Nearly 60 percent of the healthcare executives interviewed said that the top two drivers of ehealth will be patient expectation (61 percent) and an increase in efficiency (58 percent). More than 30 percent of respondents said that the main barrier to sustainable ehealth systems is funding (34 percent), while 29 percent believed it to be professional attitudes.

According to Dr. Mark Britnell, KPMG's Global Chair for Health and a partner in the UK firm: "Implementing ehealth requires conviction and commitment, but the benefits to patients can be enormous if done well. Our global study offers direction for success and showcases leading examples which can give decision makers the confidence and courage to press on."

"In order for ehealth systems to deliver on the promises of reduced costs and improved quality of care, clinicians will need to be brought on board - either willingly or in response to consumer demand," Britnell added.

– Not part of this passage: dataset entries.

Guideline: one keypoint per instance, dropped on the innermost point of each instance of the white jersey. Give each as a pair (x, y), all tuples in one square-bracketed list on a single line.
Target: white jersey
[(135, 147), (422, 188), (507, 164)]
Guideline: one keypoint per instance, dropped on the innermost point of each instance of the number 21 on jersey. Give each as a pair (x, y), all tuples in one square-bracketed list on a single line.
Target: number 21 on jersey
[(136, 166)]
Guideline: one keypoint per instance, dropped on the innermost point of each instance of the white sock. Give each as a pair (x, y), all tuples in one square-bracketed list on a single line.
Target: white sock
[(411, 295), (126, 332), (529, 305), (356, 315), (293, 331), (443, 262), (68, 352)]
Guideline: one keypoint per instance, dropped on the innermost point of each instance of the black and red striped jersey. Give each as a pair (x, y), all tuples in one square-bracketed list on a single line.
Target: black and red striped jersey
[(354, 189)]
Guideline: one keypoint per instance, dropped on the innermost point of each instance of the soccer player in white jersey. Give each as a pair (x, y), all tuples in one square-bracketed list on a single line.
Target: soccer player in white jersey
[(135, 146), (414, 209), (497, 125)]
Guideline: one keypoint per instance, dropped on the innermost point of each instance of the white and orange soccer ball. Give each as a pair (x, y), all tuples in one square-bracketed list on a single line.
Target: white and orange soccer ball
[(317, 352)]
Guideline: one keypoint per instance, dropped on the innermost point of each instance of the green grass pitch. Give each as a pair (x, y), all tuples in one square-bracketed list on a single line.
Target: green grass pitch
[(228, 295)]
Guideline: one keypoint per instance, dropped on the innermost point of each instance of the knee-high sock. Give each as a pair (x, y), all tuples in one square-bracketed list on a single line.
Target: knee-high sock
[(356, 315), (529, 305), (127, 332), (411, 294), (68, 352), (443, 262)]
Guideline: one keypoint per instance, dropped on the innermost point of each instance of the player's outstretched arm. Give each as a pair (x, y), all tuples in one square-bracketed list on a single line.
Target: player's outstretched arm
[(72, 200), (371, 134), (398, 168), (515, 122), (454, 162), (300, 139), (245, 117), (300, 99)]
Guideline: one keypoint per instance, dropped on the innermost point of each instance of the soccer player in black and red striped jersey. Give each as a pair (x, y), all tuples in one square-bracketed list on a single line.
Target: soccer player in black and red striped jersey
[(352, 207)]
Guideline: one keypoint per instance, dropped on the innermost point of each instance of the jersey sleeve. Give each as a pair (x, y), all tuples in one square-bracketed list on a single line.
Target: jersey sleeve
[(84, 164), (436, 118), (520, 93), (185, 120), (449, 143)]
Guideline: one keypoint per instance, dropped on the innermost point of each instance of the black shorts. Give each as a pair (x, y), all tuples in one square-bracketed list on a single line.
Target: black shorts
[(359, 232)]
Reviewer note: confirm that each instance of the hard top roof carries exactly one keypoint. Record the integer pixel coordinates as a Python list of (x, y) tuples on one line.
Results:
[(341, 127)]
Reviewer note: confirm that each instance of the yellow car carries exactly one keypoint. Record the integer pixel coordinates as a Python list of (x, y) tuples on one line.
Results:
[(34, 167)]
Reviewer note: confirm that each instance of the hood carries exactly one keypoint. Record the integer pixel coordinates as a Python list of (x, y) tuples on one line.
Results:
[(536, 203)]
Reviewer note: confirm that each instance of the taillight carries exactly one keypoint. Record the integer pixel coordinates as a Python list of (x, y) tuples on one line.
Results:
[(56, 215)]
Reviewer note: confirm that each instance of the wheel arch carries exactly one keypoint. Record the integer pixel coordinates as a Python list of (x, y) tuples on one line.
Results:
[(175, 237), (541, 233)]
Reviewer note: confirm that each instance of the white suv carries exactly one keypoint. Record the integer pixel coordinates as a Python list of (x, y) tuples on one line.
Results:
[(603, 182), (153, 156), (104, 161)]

"Today's smartphone user is tomorrow's patient who wants greater access and control of their healthcare and their medical records," says Jan De Boer, Global Health IT Lead for KPMG in the Netherlands. "And, along with patients, tech-savvy clinicians need to be seen not as a force to be won over, but as a catalyst for change."

To create real change in the healthcare system, through telehealth or telemedicine, the report cites three conditions essential for success: crowd-accelerated innovation, collaborative alignment and creative dislocation.

Crowd accelerated innovation denotes the impact and influence of the collective - when many people come together to affect change, such as the human genome project or the free internet encyclopedia, Wikipedia. Collaborative alignment requires the focused interests and efforts of a wide range of participants; and creative dislocation proposes that process and systems must be abandoned to move forward, such as digital imagining versus conventional film x-rays.

Successful projects that employ these approaches include the Care Connectivity Consortium (CCC) in the US, Singapore's National Electronic Health Record system (NEHR) and Denmark's ehealth portal.

But more often is the case that ehealth projects have lost momentum or collapsed under their own complexity.

"The case for ehealth has never been more compelling yet its performance has never been more mixed," says De Boer.

"eHealth systems do not develop in isolation," De Boer said. "Planners must ensure that the right environment has been created to support the transformation."

Recently the UK Department of Health released its "Headline Findings" on the Whole System Demonstrator project, the largest randomized control trial of its kind in the world. This investigation of telehealth and telecare reveals "that if used correctly, telehealth can deliver a 15 percent reduction in acute and emergency patient visits, a 20 percent reduction in emergency admissions and a 45 percent reduction in mortality rates.

"While there is no single path to ehealth transformation, it is too important and too expensive for organizations to repeat the mistakes of their peers," said Britnell. "Indeed, much value will come from sharing lessons between countries, systems, institutions and professionals."